= Rex Center =

Arena and entertainment center in Lowell, Massachusetts

The Rex Center was an arena and entertainment center in downtown Lowell, Massachusetts, existing from 1933 to 1960.

Entrepreneur and car dealer Charles Dancause created the Rex, which opened in 1933 in a renovated mill building, the old Prescott Division Plant of Mass Cotton Mills. The architect of the conversion was Harry Prescott Graves.

Among the entertainments offered at the Rex was dining (the Rex Grille, which also offered floorshows), bars, a dancing ballroom, duckpin bowling (65 lanes), roller skating, pool (30 tables), and Victorian Turkish baths. There were five banquet halls; banquets, wedding receptions, and other events were held there. The Rex Center constituted an important part of Lowell social life in the mid 20th century; the Lowell Sun described it as "one of Lowell's landmark spots" and "the sports and dining showplace of Lowell".

The Rex Arena in the center seated 1,000 or 2,000 and hosted boxing matches, and also wrestling matches (featuring appearances by Jim Londos, Ed "Strangler" Lewis, The French Angel, Man Mountain Dean, Dropkick Murphy, Bull Curry and many others), particularly after the older Crescent Rink on Hurd Street burned down. Semi-pro basketball games were played there, and the Harlem Globetrotters appeared there.

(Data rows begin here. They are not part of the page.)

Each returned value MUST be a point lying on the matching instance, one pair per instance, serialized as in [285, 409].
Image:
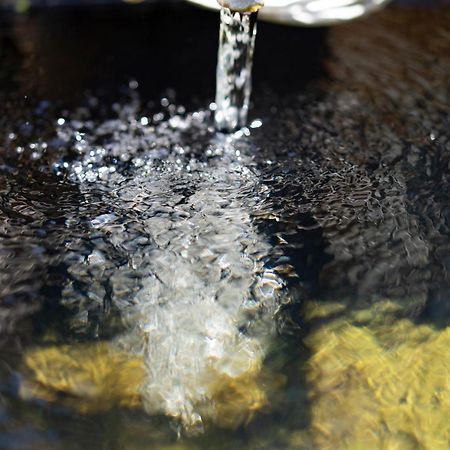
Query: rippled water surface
[165, 286]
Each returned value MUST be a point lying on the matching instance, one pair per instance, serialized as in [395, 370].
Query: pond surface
[164, 286]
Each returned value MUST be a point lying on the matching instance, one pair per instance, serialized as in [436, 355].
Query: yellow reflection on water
[98, 377]
[385, 385]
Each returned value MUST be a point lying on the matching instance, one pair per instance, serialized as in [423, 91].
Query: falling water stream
[285, 285]
[234, 68]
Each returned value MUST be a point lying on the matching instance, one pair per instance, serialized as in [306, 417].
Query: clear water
[334, 236]
[234, 69]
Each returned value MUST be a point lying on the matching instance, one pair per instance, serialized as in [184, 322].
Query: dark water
[123, 216]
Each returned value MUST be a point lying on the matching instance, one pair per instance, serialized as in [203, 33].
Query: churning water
[283, 287]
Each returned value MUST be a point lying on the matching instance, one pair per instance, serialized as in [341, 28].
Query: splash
[234, 68]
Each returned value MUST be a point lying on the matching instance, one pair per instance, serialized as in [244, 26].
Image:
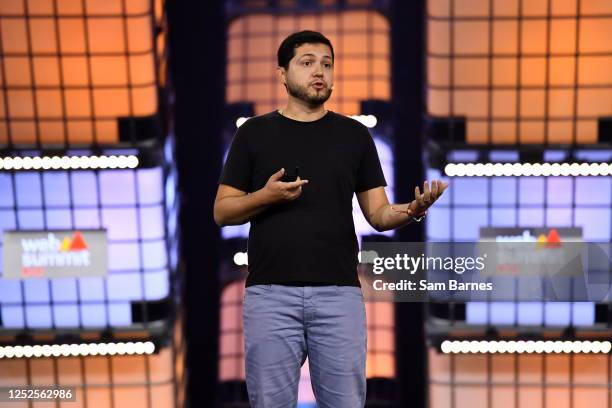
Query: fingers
[278, 175]
[418, 197]
[435, 189]
[426, 193]
[294, 184]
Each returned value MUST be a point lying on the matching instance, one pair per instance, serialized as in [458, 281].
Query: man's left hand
[423, 201]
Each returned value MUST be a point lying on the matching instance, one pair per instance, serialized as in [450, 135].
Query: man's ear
[281, 75]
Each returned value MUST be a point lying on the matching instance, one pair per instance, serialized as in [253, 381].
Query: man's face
[310, 74]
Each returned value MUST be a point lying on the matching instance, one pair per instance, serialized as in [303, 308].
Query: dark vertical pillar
[197, 62]
[407, 56]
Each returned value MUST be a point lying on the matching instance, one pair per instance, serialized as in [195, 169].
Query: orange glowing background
[534, 71]
[70, 69]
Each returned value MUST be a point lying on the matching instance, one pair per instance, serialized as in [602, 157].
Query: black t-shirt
[310, 240]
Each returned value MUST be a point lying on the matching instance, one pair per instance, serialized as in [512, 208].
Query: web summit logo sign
[54, 253]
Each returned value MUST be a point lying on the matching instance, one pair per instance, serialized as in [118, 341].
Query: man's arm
[377, 210]
[383, 216]
[235, 207]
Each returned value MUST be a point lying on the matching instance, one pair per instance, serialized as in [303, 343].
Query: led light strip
[367, 120]
[69, 162]
[520, 346]
[84, 349]
[527, 169]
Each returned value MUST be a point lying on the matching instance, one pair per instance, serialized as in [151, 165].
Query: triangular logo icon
[78, 243]
[66, 244]
[553, 240]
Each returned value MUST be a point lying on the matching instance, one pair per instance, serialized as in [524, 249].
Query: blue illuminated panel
[475, 202]
[129, 204]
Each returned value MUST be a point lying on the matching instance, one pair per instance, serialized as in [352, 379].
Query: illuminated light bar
[520, 347]
[69, 162]
[367, 120]
[74, 350]
[241, 259]
[526, 169]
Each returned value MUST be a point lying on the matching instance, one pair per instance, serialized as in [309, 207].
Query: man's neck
[303, 113]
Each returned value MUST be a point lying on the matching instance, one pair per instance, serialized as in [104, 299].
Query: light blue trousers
[285, 324]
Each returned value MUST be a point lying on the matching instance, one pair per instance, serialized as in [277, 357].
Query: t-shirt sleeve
[236, 171]
[370, 173]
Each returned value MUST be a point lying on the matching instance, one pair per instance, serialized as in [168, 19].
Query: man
[303, 296]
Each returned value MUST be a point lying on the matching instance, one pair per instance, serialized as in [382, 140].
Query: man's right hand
[276, 191]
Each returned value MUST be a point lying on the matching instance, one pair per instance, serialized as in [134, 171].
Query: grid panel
[147, 381]
[361, 47]
[542, 380]
[129, 204]
[71, 69]
[521, 72]
[536, 380]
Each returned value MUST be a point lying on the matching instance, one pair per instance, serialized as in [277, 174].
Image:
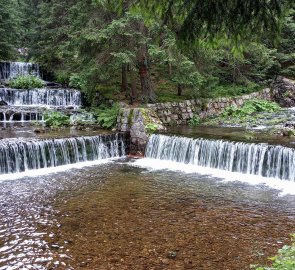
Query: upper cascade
[248, 158]
[21, 155]
[41, 97]
[10, 70]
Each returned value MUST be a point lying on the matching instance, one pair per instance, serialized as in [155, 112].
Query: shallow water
[118, 216]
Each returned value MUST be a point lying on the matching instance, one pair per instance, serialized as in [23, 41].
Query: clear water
[119, 216]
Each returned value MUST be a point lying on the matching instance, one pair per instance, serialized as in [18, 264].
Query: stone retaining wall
[181, 112]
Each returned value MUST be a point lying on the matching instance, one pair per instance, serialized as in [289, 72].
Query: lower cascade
[23, 155]
[41, 97]
[248, 158]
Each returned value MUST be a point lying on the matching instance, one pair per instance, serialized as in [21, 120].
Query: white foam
[285, 187]
[51, 170]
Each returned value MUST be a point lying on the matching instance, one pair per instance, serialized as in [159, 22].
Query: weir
[20, 155]
[41, 97]
[247, 158]
[10, 70]
[25, 105]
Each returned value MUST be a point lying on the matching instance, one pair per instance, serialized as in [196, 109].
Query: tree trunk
[124, 84]
[133, 92]
[179, 89]
[169, 68]
[143, 65]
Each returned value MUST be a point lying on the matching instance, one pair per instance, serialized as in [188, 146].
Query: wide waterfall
[24, 155]
[40, 97]
[10, 70]
[248, 158]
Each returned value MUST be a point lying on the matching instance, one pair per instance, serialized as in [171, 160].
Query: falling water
[41, 97]
[248, 158]
[10, 70]
[24, 155]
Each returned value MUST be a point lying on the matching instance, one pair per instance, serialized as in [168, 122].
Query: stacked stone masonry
[181, 112]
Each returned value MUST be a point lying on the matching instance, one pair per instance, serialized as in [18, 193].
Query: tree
[9, 29]
[247, 19]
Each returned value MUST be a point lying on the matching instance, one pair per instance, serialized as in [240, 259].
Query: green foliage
[195, 121]
[85, 43]
[250, 107]
[241, 19]
[62, 76]
[107, 116]
[284, 260]
[151, 128]
[9, 29]
[56, 119]
[230, 90]
[26, 82]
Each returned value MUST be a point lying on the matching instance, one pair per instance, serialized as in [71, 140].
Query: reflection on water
[116, 216]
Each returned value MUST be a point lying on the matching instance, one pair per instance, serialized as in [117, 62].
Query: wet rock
[287, 132]
[3, 103]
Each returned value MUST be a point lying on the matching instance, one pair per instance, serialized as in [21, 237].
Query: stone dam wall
[137, 121]
[180, 113]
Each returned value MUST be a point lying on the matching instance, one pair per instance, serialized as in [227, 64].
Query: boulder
[3, 103]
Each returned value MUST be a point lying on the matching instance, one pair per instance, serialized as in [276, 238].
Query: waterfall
[9, 115]
[41, 97]
[247, 158]
[10, 70]
[22, 155]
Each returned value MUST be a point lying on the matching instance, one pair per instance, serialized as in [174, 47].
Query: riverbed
[120, 216]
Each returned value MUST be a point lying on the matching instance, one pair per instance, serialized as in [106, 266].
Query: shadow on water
[117, 216]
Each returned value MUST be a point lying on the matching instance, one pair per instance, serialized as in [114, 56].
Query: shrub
[284, 260]
[250, 107]
[56, 119]
[26, 82]
[76, 81]
[195, 121]
[107, 116]
[151, 128]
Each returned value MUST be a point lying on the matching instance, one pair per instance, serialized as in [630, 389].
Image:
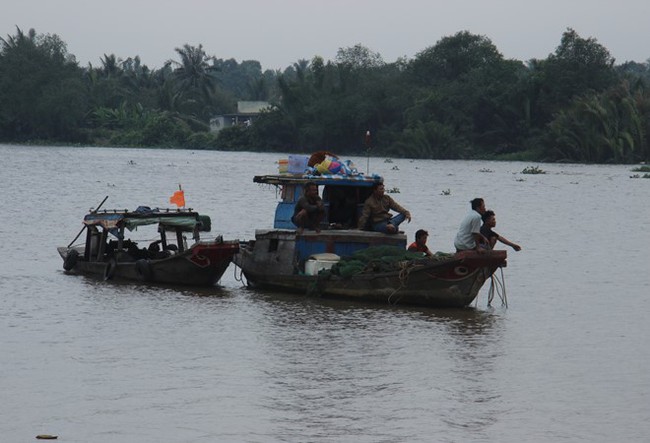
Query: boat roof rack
[329, 179]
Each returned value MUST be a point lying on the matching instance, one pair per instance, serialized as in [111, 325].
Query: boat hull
[203, 264]
[450, 282]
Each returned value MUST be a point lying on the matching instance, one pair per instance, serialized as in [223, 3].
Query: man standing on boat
[309, 210]
[469, 233]
[489, 222]
[420, 243]
[376, 211]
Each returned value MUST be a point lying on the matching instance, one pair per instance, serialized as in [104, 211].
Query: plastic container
[297, 164]
[318, 262]
[283, 165]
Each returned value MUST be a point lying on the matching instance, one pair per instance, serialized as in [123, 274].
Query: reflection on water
[108, 361]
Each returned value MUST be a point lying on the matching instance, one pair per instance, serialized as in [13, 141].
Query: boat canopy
[111, 219]
[321, 180]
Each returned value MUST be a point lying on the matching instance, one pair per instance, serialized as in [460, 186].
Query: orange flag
[178, 198]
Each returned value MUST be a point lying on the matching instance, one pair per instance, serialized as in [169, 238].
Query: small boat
[328, 264]
[108, 253]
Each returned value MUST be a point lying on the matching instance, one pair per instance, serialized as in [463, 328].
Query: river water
[92, 361]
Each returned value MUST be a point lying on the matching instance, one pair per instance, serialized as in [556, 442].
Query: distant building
[246, 114]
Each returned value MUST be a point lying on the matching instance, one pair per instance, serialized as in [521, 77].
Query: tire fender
[143, 268]
[70, 260]
[109, 270]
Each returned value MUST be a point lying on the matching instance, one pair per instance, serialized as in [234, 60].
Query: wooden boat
[311, 262]
[107, 252]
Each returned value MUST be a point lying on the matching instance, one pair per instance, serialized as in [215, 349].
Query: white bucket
[318, 262]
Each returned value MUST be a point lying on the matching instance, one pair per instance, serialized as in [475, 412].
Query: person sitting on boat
[489, 222]
[469, 233]
[376, 212]
[420, 243]
[309, 210]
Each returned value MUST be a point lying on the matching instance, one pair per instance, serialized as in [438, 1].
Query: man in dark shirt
[376, 211]
[420, 243]
[309, 210]
[489, 222]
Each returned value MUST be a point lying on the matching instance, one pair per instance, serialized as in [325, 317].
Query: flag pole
[368, 146]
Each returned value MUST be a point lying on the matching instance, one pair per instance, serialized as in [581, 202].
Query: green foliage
[456, 99]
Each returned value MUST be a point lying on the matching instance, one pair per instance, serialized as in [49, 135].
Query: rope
[241, 277]
[498, 286]
[405, 270]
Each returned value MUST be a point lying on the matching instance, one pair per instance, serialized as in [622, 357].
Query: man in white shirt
[469, 233]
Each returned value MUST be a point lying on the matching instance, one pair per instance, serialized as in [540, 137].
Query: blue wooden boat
[317, 263]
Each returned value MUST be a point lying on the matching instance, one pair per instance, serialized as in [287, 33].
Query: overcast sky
[278, 33]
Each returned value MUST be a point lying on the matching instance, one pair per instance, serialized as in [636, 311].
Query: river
[95, 361]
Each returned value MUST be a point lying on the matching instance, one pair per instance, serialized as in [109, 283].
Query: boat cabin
[343, 196]
[106, 233]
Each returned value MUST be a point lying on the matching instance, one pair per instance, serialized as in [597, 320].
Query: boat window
[342, 202]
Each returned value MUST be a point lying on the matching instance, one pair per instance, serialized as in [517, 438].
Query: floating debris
[532, 170]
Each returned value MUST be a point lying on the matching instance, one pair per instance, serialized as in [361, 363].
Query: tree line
[457, 99]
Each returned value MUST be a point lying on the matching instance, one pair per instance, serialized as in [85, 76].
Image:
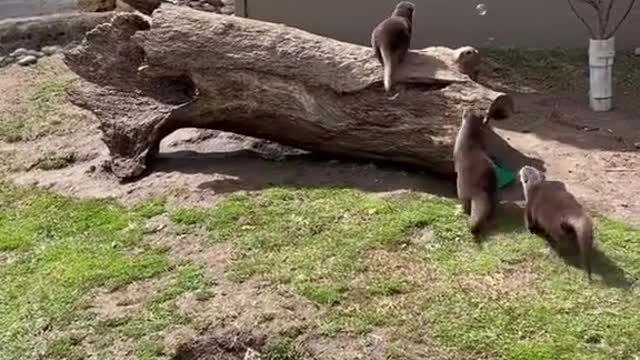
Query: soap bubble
[481, 9]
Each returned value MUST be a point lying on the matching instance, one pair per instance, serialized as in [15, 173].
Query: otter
[476, 180]
[553, 211]
[391, 40]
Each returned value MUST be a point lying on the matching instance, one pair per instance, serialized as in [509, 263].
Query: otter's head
[405, 9]
[530, 177]
[472, 118]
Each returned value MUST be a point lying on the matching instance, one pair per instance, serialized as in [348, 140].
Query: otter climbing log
[146, 76]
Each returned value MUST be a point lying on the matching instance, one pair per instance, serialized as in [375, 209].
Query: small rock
[50, 50]
[27, 60]
[226, 10]
[19, 53]
[252, 355]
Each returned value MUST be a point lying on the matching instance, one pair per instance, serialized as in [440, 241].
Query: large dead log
[145, 78]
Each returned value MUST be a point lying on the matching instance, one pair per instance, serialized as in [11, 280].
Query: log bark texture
[147, 77]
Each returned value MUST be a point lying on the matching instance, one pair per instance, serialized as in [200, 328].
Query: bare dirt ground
[596, 155]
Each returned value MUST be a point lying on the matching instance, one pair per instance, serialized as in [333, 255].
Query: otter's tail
[583, 229]
[389, 66]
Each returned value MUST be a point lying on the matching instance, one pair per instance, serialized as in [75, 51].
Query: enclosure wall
[521, 23]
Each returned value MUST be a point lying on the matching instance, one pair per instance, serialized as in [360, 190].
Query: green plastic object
[505, 176]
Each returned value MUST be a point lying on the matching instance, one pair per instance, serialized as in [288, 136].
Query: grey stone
[50, 50]
[27, 60]
[7, 60]
[19, 52]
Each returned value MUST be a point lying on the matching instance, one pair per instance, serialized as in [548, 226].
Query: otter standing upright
[551, 210]
[476, 179]
[391, 40]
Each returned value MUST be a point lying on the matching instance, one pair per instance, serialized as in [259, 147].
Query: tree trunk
[182, 68]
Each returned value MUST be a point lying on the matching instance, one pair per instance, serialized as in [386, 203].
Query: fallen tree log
[145, 78]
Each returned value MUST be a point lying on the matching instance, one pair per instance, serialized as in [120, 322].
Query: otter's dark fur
[553, 211]
[476, 179]
[391, 40]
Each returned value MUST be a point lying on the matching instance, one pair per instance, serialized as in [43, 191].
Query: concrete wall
[24, 8]
[29, 8]
[521, 23]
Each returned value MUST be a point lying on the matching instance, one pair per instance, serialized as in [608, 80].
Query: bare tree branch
[608, 14]
[624, 17]
[577, 14]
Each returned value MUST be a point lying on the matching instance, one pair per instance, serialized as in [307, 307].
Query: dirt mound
[223, 345]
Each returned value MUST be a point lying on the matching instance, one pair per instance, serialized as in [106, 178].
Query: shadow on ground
[569, 120]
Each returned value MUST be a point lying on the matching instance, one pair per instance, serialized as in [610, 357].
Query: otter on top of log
[552, 211]
[147, 77]
[391, 40]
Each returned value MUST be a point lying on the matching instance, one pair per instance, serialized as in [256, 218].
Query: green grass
[565, 70]
[44, 113]
[356, 255]
[54, 162]
[55, 249]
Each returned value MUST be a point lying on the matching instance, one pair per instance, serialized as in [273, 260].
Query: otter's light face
[405, 9]
[469, 115]
[530, 176]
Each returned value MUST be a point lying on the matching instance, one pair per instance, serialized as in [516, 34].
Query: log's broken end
[145, 78]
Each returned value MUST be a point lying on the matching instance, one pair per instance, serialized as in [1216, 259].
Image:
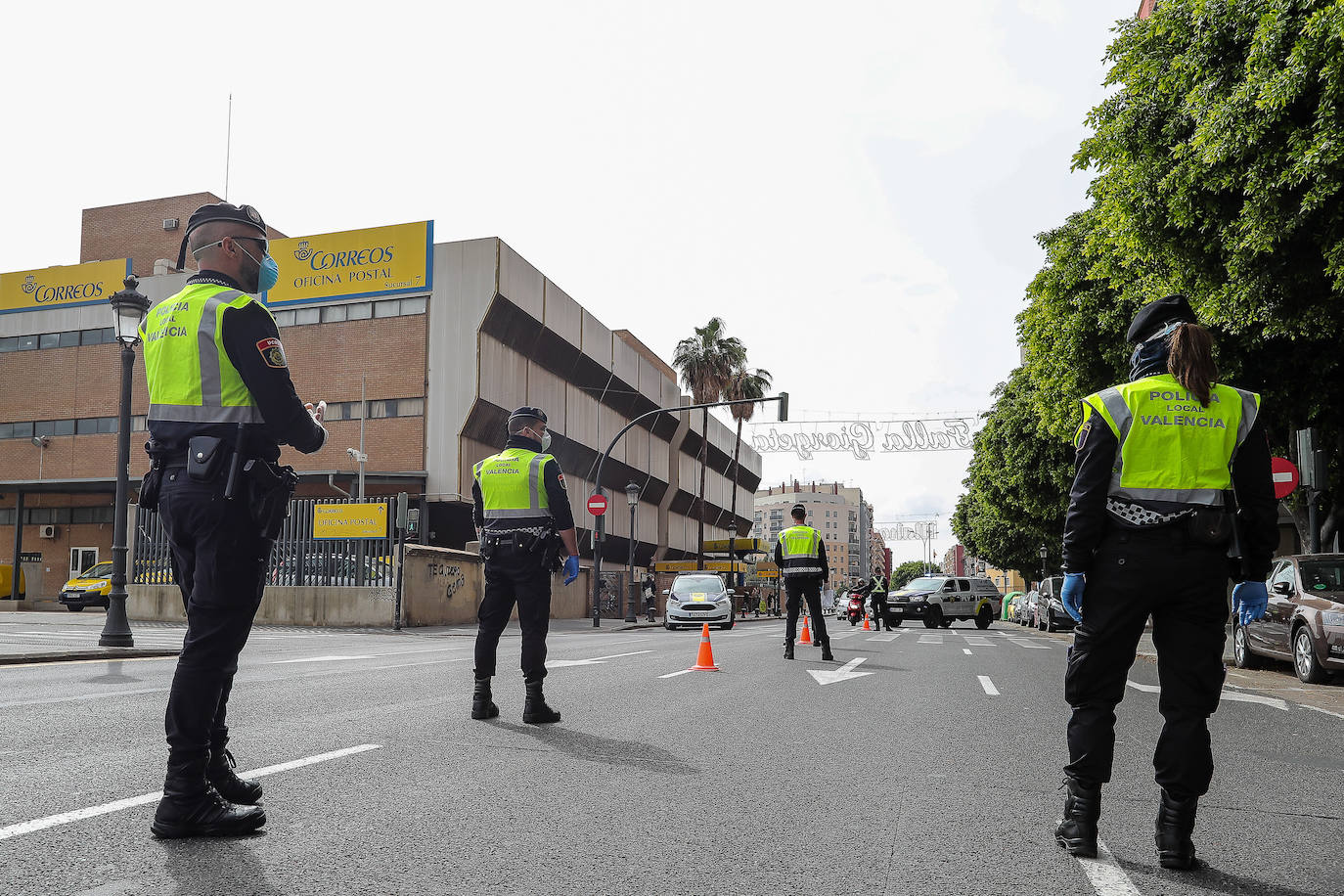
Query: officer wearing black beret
[524, 517]
[221, 405]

The Rex Center burned down on June 25, 1960. The huge fire raged out of control for several hours, and of the more than 300 firefighters from Lowell and 14 other towns, sixteen were injured. The derelict building was torn down in 1971 and replaced with a parking lot. Wang Laboratories built a training center at the site in 1984, which in 1990 was purchased by Middlesex Community College and is now used as its Lowell campus.